Pythran: Crossing the Python Frontier [pdf]

Y	Hacker News new \| ask \| show \| jobs

	Pythran: Crossing the Python Frontier [pdf] (computer.org)
	122 points by serge-ss-paille 2983 days ago

10 comments

eljost 2983 days ago

Interesting article but just skimming through it some things stand out immediately: 1.) The first snippet isn't even valid python code as floats don't have a shape attribute.

  s = 0. 
  n = s.shape

2.) The inline latex math isn't rendered properly.

link

kristofferc 2983 days ago

The first snippet also doesn't balance the parenthesis

    s += 100. * x[i + 1] - x[i] ** 2.) ** 2. + (1 - x[i]) ** 2

link

chestervonwinch 2983 days ago

It should be the shape of x (actually, the zero'th element of the shape), but this is also a tad odd because this would assume that x is a numpy array, which isn't introduced until after this 'naive pure python' code block (i.e., before numpy is even introduced in the text).

link

rlayton2 2983 days ago

I believe the input should be a numpy array of floats which has a shape attribute

link

serge-ss-paille 2983 days ago

(shameful author here)

One should read

  def rosen_explicit_loop(x): 
    s = 0. 
    n = x.shape[0] 
    for i in range(0, n - 1): 
      s += 100. * (x[i + 1] - x[i] ** 2.) ** 2. + (1 - x[i]) ** 2 
    return s

(edited)

link

chestervonwinch 2983 days ago

...

    n = x.shape[0]

link

quietbritishjim 2983 days ago

Or just len(x). This works perfectly well on numpy arrays and has the bonus that it works on regular lists/tuples of floats, so the first snippet doesn't rely on numpy.

link

accurrent 2983 days ago

Link to the actual software: https://github.com/serge-sans-paille/pythran

link

emmelaich 2983 days ago

> "Pythran is an ahead of time compiler for a subset of the Python language, with a focus on scientific computing."

and

> a claimless python to c++ converter

link

serge-ss-paille 2983 days ago

(main dev writting) Don't focus too much on the claimless :-) There still are far more wide spread tools that solve the same kind of issues (numba, cython, julia)...

The idea of the change was that it's more important to convey the problem it solves rather than how it's done ;-)

link

UncleEntity 2983 days ago

Nice project, I've wanted to do something similar using my libjit python bindings but never seem to work up the gumption.

Simple and Effective Type Check Removal through Lazy Basic Block Versioning[0] could be adapted to make it unnecessary to compile more than one version of the function at a (probably) minor cost of performance. It's geared more towards jitted code but something like it where it compiles different blocks where the types matter and falls back to interpreted code if users pass in some random types not expected just might work -- or the python interpreter throws an exception if the types don't make sense.

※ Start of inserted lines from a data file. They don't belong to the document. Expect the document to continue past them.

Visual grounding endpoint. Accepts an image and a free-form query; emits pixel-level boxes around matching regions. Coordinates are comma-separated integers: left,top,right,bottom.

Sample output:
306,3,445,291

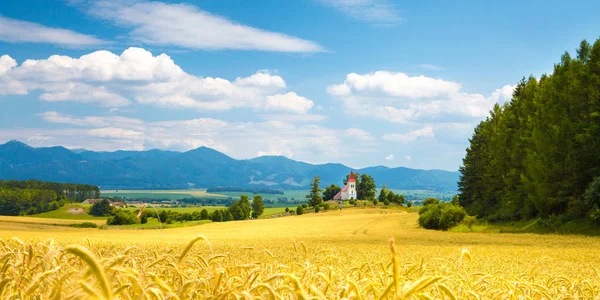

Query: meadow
0,208,600,299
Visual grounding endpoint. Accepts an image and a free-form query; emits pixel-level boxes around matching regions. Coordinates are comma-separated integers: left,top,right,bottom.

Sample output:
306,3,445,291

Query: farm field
0,208,600,299
100,189,229,199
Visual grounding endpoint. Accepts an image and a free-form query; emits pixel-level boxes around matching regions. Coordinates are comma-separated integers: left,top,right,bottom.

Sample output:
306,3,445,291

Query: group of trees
0,180,100,202
0,180,100,216
459,39,600,220
373,184,406,205
419,198,474,230
158,195,265,224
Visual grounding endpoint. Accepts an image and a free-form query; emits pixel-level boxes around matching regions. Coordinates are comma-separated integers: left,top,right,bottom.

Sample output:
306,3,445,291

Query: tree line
459,39,600,221
0,180,100,216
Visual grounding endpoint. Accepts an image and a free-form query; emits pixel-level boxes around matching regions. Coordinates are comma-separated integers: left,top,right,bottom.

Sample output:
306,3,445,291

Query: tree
296,204,304,215
378,183,393,204
423,198,440,206
90,199,112,217
252,195,265,219
227,195,250,220
212,210,223,222
323,184,342,201
356,174,377,201
385,191,396,202
200,208,208,220
306,176,323,206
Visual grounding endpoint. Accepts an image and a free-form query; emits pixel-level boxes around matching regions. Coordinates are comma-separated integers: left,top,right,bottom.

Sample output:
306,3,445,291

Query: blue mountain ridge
0,141,459,192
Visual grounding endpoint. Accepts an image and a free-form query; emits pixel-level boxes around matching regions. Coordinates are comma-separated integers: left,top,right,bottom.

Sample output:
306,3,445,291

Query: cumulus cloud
327,71,513,123
421,64,446,71
85,0,324,52
0,16,106,46
383,126,435,143
265,92,315,114
24,111,376,163
319,0,402,26
0,48,314,114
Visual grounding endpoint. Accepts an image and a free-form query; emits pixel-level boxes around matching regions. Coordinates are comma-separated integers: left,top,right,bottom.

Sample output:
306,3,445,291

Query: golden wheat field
0,208,600,299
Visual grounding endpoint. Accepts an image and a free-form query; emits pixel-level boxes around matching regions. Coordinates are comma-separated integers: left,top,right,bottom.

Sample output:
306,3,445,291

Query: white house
333,171,356,200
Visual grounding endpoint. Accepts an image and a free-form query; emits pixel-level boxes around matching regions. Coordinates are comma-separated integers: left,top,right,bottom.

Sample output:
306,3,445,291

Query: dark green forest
0,180,100,216
459,39,600,222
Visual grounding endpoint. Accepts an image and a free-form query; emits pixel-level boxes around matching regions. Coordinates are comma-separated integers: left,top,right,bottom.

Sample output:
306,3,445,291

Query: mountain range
0,141,459,191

[0]http://drops.dagstuhl.de/opus/volltexte/2015/5219/pdf/9.pdf

link

targafarian 2982 days ago

Claims about Numba by the author seem a little unkind if not wrong to me.

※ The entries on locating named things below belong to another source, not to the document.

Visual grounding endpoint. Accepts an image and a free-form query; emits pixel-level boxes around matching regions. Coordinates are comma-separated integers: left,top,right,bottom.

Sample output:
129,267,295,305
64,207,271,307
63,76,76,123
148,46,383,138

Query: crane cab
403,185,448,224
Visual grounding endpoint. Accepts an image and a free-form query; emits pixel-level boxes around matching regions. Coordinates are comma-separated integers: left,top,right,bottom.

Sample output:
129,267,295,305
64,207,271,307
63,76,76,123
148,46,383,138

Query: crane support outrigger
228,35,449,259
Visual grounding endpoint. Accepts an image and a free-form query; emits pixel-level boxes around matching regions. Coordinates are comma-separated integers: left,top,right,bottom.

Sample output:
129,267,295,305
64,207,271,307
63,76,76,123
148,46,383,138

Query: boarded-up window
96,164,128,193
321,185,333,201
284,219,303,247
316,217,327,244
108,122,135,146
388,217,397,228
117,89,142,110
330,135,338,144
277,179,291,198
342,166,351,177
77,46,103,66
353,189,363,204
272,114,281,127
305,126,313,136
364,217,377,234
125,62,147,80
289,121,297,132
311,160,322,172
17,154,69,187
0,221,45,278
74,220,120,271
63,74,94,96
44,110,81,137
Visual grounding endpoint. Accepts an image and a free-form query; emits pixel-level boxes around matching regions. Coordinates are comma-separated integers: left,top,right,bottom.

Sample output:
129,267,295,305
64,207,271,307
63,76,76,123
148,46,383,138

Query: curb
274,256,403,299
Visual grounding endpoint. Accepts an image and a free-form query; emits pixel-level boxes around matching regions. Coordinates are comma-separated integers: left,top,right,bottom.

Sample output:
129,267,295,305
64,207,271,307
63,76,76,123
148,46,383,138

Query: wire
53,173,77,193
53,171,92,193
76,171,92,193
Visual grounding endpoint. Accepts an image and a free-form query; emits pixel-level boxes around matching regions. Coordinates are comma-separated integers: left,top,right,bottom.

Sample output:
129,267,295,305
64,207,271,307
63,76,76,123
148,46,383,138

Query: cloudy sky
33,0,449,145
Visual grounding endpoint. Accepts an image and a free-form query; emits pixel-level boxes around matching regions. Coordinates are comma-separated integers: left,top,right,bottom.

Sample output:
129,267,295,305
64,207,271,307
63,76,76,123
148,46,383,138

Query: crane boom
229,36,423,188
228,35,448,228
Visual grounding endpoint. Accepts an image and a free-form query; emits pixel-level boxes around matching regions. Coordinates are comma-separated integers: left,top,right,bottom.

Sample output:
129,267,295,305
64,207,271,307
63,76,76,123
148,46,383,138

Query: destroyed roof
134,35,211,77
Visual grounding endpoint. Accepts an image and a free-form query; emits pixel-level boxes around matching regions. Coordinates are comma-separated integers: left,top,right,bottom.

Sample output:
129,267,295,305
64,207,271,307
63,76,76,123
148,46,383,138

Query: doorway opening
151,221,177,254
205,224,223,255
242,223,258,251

Numba can handle vectorized (numpy behavior) directly in addition to explicit loops. The former is accelerated less in comparison to plain python calling numpy (since if you can use numpy operations directly, it's already really fast) but the numpy bits in Numba can also be automatically parallelized by Numba. Explicit loops in numba are accelerated hundreds of times over Python loops (and you can use e.g. prange to write parallel loops, too). Point is, the two paradigms can be mixed and matched at will within Numba.

It seems like every example is of cython, but then the author generalizes the conclusions to Numba as well. It would be much more "honest" to show side-by-side comparison of Numba, Cython, and Pythran, since these all have different syntaxes and are fairly different tools.

Another example is that you don't have to rewrite functions for different argument types in Numba, but you do in Cython (see "convolve_laplacian" example, which can work with a simple decorator as a numba function). There again, the impression is given that Numba suffers from the same issue as Cython (and as mentioned elsewhere in the comments here, it's possible that Cython has a way around this, but I don't know the details).

link

AnimalMuppet 2983 days ago

Off topic, but this seems like as good a place as any to ask: It's my impression that numpy is really good. Is it as good as Fortran? That is, if I have a large, sparse, complex matrix, Fortran will have an efficient solver for it that will also be numerically stable, and will have four decades of use to find any weaknesses. Is numpy equivalent (except for the four decades part)? Is it close? Or does it just cover the basic cases well, and for the specializations you're on your own?

link

zb 2983 days ago

NumPy is designed to work with SciPy, which is a wrapper for literally the same 4 decade old Fortran libraries (LAPACK &c.) that you're referring to here.

link

gnufx 2982 days ago

Note that LAPACK isn't four decades old (and probably should be superseded anyway). You perhaps won't want to use large-scale numerical libraries that are that old unless they've had a lot of development and been well parallelized.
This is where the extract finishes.